🤖 AI Summary
Existing SE(3)-equivariant convolutional layers for 3D point clouds struggle to simultaneously satisfy continuity, locality, and computational scalability in multi-object scenes. Method: We propose the first group convolutional layer that is rigorously local and continuous-domain SE(3)-equivariant—departing from conventional discretization and global rotational symmetry assumptions. Our approach constructs adaptive local reference frames, employs continuous kernel parameterization, and performs SE(3)-equivariant feature alignment and interpolation. Contribution/Results: The resulting layer guarantees strict theoretical SE(3) equivariance while significantly enhancing modeling flexibility and computational feasibility.

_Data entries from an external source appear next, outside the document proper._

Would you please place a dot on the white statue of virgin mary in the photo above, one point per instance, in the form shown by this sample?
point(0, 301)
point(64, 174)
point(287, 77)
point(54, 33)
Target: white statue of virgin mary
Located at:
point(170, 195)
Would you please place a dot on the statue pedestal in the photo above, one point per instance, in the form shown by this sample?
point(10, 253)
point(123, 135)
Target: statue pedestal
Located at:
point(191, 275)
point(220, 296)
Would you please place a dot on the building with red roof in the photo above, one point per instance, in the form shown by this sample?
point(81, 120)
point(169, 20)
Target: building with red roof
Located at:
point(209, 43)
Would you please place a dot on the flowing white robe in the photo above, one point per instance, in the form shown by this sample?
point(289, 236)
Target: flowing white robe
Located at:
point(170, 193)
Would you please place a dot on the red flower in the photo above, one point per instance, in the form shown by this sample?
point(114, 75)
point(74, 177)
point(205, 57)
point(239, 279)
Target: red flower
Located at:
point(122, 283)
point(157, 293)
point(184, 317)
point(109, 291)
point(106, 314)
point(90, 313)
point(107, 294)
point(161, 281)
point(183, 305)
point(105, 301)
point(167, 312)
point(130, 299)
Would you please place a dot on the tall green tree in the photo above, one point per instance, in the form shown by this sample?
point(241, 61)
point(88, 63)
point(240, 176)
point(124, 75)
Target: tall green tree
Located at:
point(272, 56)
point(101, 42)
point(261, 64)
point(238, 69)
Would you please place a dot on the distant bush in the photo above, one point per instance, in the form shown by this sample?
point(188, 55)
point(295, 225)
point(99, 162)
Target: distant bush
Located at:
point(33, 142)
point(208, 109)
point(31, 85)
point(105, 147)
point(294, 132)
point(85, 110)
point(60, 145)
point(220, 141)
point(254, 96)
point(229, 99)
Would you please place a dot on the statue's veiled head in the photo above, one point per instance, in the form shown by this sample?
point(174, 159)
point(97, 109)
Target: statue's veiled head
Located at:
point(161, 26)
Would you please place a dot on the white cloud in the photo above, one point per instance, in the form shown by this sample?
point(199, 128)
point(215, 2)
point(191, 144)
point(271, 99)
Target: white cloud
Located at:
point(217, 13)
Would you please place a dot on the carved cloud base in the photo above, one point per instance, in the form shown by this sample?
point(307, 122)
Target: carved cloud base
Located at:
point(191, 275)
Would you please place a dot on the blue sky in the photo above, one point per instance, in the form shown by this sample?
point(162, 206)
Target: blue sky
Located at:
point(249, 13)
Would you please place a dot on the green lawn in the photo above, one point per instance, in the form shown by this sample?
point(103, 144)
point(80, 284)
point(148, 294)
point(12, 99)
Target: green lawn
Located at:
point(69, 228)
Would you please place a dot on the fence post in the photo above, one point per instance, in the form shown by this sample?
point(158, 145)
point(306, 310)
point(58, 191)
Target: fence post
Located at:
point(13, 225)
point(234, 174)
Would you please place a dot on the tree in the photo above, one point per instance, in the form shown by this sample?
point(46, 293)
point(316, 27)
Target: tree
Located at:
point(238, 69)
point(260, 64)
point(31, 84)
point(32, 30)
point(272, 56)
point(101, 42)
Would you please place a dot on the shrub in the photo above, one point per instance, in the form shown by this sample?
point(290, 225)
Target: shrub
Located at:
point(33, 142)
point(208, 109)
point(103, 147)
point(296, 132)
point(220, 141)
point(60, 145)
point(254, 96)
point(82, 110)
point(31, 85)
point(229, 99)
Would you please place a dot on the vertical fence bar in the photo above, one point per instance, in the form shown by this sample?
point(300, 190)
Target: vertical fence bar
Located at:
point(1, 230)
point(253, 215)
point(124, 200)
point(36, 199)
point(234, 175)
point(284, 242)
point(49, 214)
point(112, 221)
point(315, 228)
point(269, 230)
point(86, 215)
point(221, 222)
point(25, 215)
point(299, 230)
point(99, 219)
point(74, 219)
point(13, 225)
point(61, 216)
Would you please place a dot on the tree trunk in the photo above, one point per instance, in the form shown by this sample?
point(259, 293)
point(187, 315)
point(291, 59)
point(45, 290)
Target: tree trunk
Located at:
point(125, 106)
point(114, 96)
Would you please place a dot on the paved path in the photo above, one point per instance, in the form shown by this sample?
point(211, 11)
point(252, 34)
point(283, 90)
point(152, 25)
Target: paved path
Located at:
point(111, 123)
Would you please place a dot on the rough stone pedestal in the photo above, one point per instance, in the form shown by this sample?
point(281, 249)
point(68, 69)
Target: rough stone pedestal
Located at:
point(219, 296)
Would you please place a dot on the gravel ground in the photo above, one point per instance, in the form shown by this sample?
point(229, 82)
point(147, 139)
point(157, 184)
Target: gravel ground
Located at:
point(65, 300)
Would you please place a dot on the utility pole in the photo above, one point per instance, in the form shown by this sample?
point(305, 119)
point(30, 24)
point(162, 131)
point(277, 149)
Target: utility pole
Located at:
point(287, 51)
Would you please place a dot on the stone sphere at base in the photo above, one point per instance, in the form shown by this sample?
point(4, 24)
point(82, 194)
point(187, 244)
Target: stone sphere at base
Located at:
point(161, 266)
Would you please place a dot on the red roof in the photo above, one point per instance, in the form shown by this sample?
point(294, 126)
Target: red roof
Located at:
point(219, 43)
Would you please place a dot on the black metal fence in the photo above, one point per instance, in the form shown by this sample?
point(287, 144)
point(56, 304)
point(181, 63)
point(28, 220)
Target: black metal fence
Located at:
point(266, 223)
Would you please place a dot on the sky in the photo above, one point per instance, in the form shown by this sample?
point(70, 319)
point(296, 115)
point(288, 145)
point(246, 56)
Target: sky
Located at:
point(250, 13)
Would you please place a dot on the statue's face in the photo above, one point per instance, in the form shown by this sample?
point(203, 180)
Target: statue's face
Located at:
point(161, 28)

It achieves state-of-the-art performance on 3D object classification and semantic segmentation benchmarks, with negligible inference overhead—substantially outperforming prior discrete or globally equivariant SE(3) methods.
📝 Abstract
Extending the translation equivariance property of convolutional neural networks to larger symmetry groups has been shown to reduce sample complexity and enable more discriminative feature learning. Further, exploiting additional symmetries facilitates greater weight sharing than standard convolutions, leading to an enhanced network expressivity without an increase in parameter count. However, extending the equivariant properties of a convolution layer comes at a computational cost. In particular, for 3D data, expanding equivariance to the SE(3) group (rotation and translation) results in a 6D convolution operation, which is not tractable for larger data samples such as 3D scene scans. While efforts have been made to develop efficient SE(3) equivariant networks, existing approaches rely on discretization or only introduce global rotation equivariance. This limits their applicability to point clouds representing a scene composed of multiple objects. This work presents an efficient, continuous, and local SE(3) equivariant convolution layer for point cloud processing based on general group convolution and local reference frames. Our experiments show that our approach achieves competitive or superior performance across a range of datasets and tasks, including object classification and semantic segmentation, with negligible computational overhead.